Graft Count by Norwood Stage

  • Stage II–III: 1,500–2,500 grafts (frontal zone and temples only)
  • Stage III Vertex: 2,000–3,000 grafts (frontal + early crown)
  • Stage IV: 2,500–3,500 grafts (frontal + crown, moderate coverage)
  • Stage V: 3,000–4,500 grafts (extensive frontal + crown)
  • Stage VI: 4,000–5,500 grafts (maximum scalp donor may be approached)
  • Stage VII: 5,000–6,000+ grafts across multiple sessions, possibly supplemented with body hair
⚠️ Planning for Future Progression

If you are at Norwood Stage III at age 28, you may progress to Stage V or VI by your 40s without medical therapy. A responsible transplant surgeon plans for this progression — designing a hairline that will look natural not just post-operatively, but 20–30 years later, as surrounding native hair continues to thin.

Treatment by Stage

Stages I–II: Prevention & Early Intervention

Finasteride (1mg daily) is the most evidence-based treatment to halt progression. Minoxidil (topical or oral) can be added for maximum response. PRP/GFC every 6 months is an excellent adjunct. Hair transplant is rarely needed at Stage I or II, though some men with distressing early recession may elect for temple zone restoration.

Stages III–IV: Medical + Surgical Combination

Medical therapy remains important to preserve remaining hair. Hair transplant becomes a strong consideration — restoring the hairline and adding crown density. Key: plan for future progression using a hairline height and design that remains natural even with continued recession in untransplanted zones.

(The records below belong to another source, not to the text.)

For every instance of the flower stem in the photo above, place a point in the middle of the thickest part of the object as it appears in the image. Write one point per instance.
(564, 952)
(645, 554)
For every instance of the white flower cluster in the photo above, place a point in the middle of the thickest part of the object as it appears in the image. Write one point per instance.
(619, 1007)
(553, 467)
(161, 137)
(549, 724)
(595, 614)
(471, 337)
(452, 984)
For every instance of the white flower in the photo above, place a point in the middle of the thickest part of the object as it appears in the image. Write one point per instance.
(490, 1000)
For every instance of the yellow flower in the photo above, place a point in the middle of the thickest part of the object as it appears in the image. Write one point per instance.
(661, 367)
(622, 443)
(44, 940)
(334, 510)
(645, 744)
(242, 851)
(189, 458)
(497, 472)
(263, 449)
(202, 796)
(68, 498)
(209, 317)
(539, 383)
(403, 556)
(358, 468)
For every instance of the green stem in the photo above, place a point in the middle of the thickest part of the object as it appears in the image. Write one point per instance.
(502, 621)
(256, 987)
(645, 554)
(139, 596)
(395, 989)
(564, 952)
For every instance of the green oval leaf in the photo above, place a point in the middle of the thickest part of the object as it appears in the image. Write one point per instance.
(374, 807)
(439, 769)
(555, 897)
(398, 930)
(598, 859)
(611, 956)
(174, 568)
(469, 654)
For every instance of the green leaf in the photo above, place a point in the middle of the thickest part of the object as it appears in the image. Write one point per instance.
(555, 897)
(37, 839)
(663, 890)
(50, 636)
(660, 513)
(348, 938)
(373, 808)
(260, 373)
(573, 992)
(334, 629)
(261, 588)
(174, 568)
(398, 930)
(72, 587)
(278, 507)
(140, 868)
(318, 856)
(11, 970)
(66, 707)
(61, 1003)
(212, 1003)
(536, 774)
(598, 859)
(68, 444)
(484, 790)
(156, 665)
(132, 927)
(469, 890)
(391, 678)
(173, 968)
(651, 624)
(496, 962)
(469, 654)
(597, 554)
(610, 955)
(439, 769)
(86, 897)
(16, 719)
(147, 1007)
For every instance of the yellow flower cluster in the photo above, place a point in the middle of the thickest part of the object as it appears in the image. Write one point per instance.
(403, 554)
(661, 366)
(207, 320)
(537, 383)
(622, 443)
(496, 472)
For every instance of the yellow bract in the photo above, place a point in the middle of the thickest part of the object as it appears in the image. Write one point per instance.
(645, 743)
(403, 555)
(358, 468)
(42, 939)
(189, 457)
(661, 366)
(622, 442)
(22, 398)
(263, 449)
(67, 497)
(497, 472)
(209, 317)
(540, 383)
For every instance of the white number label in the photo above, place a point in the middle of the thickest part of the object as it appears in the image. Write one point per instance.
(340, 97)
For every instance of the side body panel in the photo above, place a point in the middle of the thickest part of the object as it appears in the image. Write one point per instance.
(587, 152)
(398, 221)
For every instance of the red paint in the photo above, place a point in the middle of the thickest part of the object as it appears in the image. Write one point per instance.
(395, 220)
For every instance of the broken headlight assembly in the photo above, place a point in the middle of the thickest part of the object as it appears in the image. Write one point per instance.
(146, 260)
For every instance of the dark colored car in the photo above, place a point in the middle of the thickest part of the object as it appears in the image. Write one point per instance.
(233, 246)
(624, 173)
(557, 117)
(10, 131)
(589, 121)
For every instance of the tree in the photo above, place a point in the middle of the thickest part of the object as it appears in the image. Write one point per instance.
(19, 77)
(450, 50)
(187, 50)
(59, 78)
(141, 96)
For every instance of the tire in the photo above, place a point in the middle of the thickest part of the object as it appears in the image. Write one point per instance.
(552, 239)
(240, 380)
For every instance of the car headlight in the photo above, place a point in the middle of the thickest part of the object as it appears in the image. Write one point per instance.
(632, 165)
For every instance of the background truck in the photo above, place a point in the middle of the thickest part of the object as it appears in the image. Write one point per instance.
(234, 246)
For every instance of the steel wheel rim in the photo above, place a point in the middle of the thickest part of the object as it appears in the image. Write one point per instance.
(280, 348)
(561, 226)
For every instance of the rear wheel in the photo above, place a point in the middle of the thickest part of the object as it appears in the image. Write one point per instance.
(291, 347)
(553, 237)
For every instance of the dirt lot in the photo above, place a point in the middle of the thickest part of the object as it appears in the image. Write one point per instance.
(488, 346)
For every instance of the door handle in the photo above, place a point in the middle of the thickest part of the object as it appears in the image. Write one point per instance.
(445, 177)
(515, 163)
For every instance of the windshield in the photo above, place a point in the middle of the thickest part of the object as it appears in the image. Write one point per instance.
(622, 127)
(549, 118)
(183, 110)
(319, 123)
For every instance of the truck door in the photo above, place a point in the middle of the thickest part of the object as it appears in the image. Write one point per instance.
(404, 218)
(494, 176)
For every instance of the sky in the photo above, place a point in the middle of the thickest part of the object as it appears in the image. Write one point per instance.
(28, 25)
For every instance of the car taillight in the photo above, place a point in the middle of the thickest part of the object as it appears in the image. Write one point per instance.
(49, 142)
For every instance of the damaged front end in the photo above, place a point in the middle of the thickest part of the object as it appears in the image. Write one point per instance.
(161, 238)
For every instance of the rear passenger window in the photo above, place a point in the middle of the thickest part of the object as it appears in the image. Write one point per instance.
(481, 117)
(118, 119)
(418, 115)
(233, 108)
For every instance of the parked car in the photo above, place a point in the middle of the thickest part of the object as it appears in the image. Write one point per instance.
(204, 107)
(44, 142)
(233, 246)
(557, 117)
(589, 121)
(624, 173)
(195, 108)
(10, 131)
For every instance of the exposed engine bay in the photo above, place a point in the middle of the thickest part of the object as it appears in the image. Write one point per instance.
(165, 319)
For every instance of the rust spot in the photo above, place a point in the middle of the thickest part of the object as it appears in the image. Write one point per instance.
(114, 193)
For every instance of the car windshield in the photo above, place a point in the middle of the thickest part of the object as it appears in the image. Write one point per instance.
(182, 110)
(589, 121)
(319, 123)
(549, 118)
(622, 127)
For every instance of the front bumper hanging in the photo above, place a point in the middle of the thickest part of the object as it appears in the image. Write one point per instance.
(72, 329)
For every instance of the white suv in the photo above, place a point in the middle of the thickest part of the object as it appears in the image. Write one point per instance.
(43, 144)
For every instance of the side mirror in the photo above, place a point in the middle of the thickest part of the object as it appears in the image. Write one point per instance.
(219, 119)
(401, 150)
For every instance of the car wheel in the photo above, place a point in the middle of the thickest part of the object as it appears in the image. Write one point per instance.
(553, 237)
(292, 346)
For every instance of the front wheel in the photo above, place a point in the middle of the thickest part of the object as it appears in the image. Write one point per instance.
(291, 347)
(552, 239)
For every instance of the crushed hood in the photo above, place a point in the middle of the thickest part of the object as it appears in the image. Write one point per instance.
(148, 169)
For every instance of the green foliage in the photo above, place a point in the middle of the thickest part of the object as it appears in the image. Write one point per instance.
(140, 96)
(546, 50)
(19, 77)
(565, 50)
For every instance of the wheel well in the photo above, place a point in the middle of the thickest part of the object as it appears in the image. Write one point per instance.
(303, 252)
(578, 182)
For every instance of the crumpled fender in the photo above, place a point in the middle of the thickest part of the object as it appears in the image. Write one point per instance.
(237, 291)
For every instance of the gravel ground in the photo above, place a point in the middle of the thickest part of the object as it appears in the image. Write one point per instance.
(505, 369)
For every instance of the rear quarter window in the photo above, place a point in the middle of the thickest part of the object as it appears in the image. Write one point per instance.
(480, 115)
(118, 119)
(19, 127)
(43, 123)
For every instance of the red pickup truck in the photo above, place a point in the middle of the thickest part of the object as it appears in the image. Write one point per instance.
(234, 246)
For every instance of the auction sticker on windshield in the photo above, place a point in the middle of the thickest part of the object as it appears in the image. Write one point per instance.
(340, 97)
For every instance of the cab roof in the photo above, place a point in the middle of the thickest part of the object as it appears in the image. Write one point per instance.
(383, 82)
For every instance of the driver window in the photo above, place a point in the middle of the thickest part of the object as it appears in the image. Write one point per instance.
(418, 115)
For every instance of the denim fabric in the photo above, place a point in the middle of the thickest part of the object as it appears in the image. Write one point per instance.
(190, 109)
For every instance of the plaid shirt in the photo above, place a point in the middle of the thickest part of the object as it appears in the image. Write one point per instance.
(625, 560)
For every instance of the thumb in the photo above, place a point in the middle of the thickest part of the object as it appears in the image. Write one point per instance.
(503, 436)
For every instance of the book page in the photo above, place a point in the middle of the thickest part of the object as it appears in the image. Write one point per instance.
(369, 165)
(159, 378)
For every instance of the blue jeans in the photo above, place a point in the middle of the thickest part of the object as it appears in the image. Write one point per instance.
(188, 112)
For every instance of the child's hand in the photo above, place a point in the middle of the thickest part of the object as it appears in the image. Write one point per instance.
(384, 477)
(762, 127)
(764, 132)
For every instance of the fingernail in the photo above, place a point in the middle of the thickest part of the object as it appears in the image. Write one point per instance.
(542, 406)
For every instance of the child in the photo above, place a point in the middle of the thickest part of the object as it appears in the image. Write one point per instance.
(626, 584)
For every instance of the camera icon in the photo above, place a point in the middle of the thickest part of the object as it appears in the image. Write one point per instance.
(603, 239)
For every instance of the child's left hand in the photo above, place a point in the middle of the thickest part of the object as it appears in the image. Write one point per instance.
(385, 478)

Stages V–VII: Comprehensive Restoration

Larger graft counts and careful donor planning are required. Body hair transplant (chest, beard) can supplement scalp donor supply at advanced stages. Realistic density expectations are essential — the goal is significant cosmetic improvement, communicated honestly by Dr. Ashwini during consultation.

Take Our Free Hair Loss Assessment

Not sure which Norwood Stage you are at? Our online Hair Loss Assessment Tool helps estimate your stage based on your pattern of loss, family history, age, and other factors.

📊 Take the Free Assessment →

Frequently Asked Questions

How quickly do men progress through Norwood stages?
+
The rate of progression is highly individual. Some men progress quickly through 2–3 stages in their 20s, while others remain at the same stage for a decade. Men who begin experiencing hair loss before age 25 tend to progress more rapidly. On finasteride, progression is significantly slowed in the majority of men.
Can I get a hair transplant at Norwood Stage VII?
+
Yes, but with careful planning and realistic expectations. At Stage VII, available scalp donor is limited. The approach typically involves maximising scalp donor, supplementing with beard or body hair if needed, and prioritising frontal restoration for the greatest cosmetic impact. A thorough consultation is essential to understand what is achievable.
Will I continue to progress after a hair transplant?
+
The transplanted hair will not fall out — it is permanent. However, native (non-transplanted) hair in progressive areas will continue to thin without medical therapy. This is why Dr. Ashwini always recommends combining hair transplant with finasteride and/or minoxidil to preserve existing native hair and prevent an unnatural result over time.